Why Advaxis Vaccines Work
Strong Stimulation of Classic Immune Mechanisms, Non-Classic Mechanisms, and Changes in the Tumor Microenvironment
Most bacteria stimulate innate immunity, but Listeria is an unusually strong stimulator of innate immunity. Unlike many other immune therapies which require the administration of an additional immune adjuvant in order to boost the response to the therapeutic agent, Advaxis vaccines do not require additional adjuvants as our vaccines are unusually strong stimulators of innate immunity all by themselves.
Listeria has a unique life cycle in that it stimulates both arms of the adaptive immune reponse. It infects Antigen Presenting Cells (APC), which are the cells that activate immune cells and tell them what to attack. Because of this, Listeria becomes perfectly positioned to have the maximum effect on the immune system by directing it to attack specific targets. Even more unusual is Listeria's ability to stimulate both helper T cells (CD4+) and killer T cells (CD8+), since both are necessary for an antitumor response and it is unusual for a single pathogen to stimulate both in the way Listeria does.

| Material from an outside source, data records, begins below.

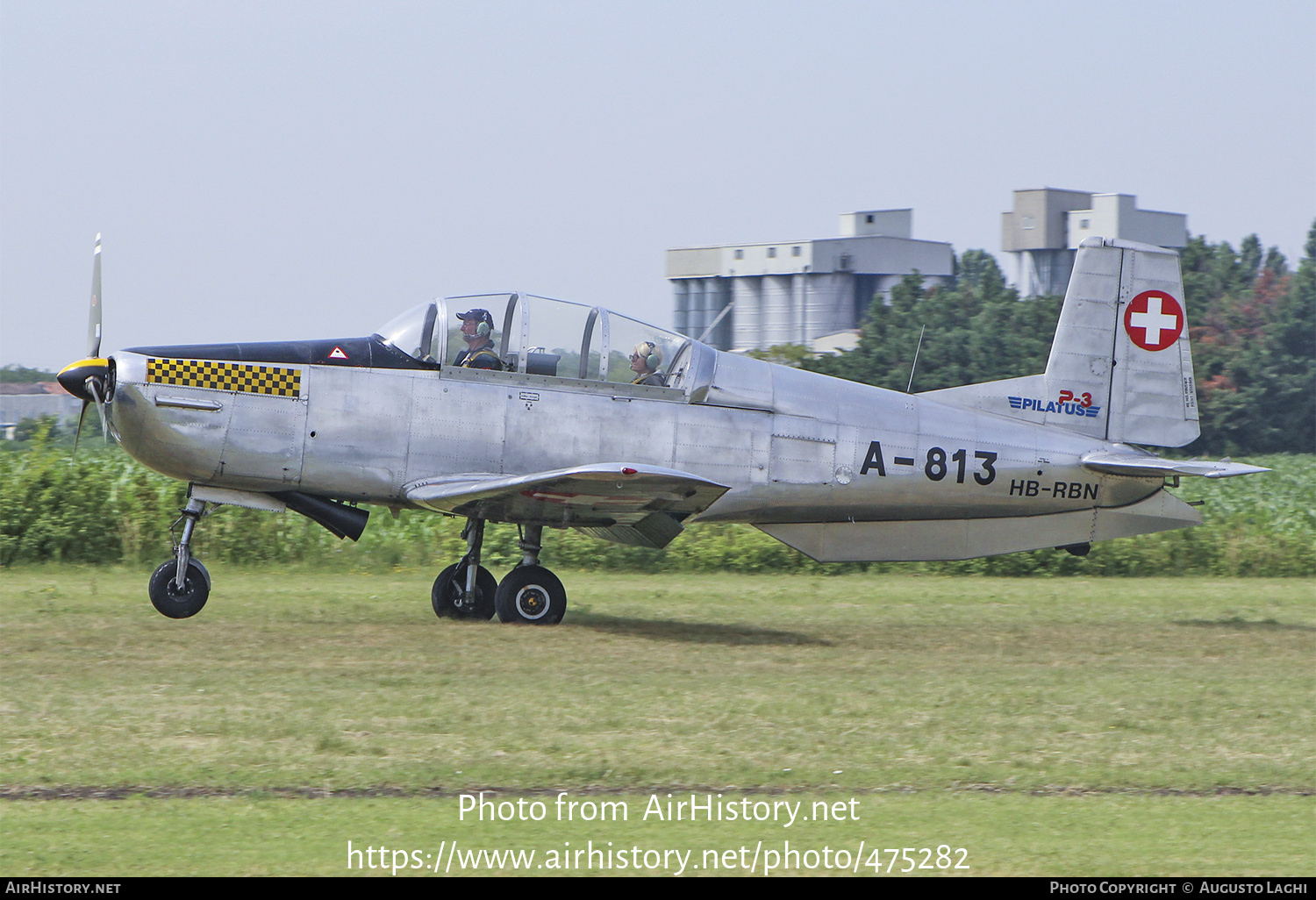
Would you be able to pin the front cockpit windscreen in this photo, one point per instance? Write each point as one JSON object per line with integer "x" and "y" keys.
{"x": 418, "y": 332}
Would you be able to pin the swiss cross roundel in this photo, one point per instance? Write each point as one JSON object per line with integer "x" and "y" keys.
{"x": 1153, "y": 320}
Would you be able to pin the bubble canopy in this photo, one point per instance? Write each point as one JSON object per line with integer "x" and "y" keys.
{"x": 540, "y": 336}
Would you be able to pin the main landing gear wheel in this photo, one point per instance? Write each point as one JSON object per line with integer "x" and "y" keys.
{"x": 174, "y": 602}
{"x": 449, "y": 591}
{"x": 531, "y": 595}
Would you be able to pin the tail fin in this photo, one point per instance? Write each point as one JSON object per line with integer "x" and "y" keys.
{"x": 1120, "y": 366}
{"x": 1123, "y": 339}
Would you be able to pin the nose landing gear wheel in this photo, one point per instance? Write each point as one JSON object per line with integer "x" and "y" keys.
{"x": 531, "y": 595}
{"x": 449, "y": 587}
{"x": 168, "y": 600}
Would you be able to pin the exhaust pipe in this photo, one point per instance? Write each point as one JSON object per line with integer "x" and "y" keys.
{"x": 339, "y": 518}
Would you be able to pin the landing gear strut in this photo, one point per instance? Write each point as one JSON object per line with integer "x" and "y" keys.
{"x": 465, "y": 589}
{"x": 181, "y": 587}
{"x": 529, "y": 594}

In this way we can use the strong stimulation of a cell mediated response that we have evolved, which enables us to co-exist with Listeria, and redirect it against a specific tumor type. And we can improve upon the normal response to Listeria by increasing the efficiency of generating specific antigen fragments for the immune system to use in activating cancer killing T cells to attack the specific cancer to which the Listeria has been engineered to mimic.
But there is even more to this story. Not only are we able to stimulate innate immunity and both endogenous and exogenous adaptive immune pathways to stimulate the activation of tumor specific CD4+ and CD8+ T cells, but LLO fusion proteins have other effects as well.

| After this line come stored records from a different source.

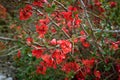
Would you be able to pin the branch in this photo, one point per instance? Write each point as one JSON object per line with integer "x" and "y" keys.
{"x": 8, "y": 39}
{"x": 108, "y": 31}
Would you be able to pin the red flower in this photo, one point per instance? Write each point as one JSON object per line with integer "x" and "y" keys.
{"x": 118, "y": 68}
{"x": 88, "y": 63}
{"x": 113, "y": 4}
{"x": 101, "y": 9}
{"x": 37, "y": 53}
{"x": 98, "y": 4}
{"x": 49, "y": 61}
{"x": 114, "y": 46}
{"x": 37, "y": 3}
{"x": 78, "y": 21}
{"x": 41, "y": 30}
{"x": 58, "y": 56}
{"x": 25, "y": 13}
{"x": 82, "y": 32}
{"x": 44, "y": 21}
{"x": 82, "y": 39}
{"x": 19, "y": 54}
{"x": 67, "y": 15}
{"x": 97, "y": 73}
{"x": 41, "y": 69}
{"x": 86, "y": 44}
{"x": 53, "y": 42}
{"x": 65, "y": 45}
{"x": 71, "y": 66}
{"x": 29, "y": 40}
{"x": 71, "y": 8}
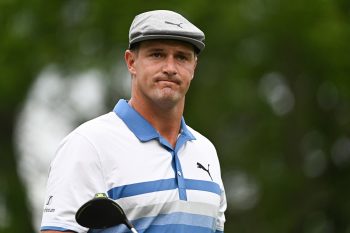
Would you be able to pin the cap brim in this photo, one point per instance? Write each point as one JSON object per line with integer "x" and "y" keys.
{"x": 199, "y": 45}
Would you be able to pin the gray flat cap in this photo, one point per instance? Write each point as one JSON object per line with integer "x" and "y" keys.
{"x": 164, "y": 24}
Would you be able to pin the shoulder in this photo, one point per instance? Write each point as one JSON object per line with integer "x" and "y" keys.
{"x": 200, "y": 137}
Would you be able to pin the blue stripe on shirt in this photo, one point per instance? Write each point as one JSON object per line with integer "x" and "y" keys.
{"x": 161, "y": 185}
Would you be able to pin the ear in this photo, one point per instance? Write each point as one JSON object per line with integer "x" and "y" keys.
{"x": 130, "y": 57}
{"x": 194, "y": 66}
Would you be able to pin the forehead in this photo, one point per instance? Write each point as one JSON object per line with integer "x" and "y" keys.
{"x": 167, "y": 44}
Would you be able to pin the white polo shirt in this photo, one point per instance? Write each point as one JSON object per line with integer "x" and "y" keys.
{"x": 160, "y": 188}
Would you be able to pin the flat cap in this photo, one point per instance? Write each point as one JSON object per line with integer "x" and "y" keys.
{"x": 164, "y": 24}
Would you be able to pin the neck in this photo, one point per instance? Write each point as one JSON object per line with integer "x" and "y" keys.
{"x": 166, "y": 120}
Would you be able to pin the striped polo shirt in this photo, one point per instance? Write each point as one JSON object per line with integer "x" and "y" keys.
{"x": 160, "y": 188}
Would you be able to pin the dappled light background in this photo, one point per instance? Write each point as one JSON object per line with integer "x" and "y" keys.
{"x": 271, "y": 91}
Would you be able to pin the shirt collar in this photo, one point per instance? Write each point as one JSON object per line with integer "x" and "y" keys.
{"x": 142, "y": 129}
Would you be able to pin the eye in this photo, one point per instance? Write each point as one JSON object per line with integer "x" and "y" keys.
{"x": 156, "y": 55}
{"x": 182, "y": 58}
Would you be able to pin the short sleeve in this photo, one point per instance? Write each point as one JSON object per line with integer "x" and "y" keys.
{"x": 75, "y": 177}
{"x": 221, "y": 213}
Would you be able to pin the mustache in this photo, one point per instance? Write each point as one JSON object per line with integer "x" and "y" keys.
{"x": 169, "y": 78}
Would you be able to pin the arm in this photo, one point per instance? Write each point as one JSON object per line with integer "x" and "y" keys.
{"x": 75, "y": 176}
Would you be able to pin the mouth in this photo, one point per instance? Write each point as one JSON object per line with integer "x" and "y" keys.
{"x": 168, "y": 81}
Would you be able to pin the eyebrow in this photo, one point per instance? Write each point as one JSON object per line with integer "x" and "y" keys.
{"x": 181, "y": 52}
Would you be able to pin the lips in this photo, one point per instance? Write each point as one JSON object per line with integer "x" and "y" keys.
{"x": 169, "y": 80}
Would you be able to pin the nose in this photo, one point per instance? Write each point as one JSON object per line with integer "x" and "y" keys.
{"x": 169, "y": 67}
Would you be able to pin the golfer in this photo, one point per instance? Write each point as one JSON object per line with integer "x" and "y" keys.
{"x": 164, "y": 174}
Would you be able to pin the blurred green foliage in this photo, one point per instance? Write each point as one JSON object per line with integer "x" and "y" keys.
{"x": 271, "y": 91}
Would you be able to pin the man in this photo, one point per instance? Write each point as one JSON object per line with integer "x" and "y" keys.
{"x": 165, "y": 175}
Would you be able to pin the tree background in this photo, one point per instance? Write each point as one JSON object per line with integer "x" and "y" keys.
{"x": 271, "y": 91}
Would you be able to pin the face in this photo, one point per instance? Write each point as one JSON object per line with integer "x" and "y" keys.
{"x": 161, "y": 71}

It has recently been shown that LLO has a variety of other effects that have utility in the treatment of cancer. These include the stimulation of a variety of chemical messengers called cytokines, chemokines and co-stimulatory molecules that facilitate a therapeutic immune response. Although activated T cells are necessary to treat cancer immunologically, they need an environment conductive to the promotion of a therapeutic effect. The mediators released in LLO (and the LLO fraction of the antigen fusion protein) create such an environment, not the least of which is a local tissue environment within the tumor that enables activated T cells to kill tumor cells and clear them from the body.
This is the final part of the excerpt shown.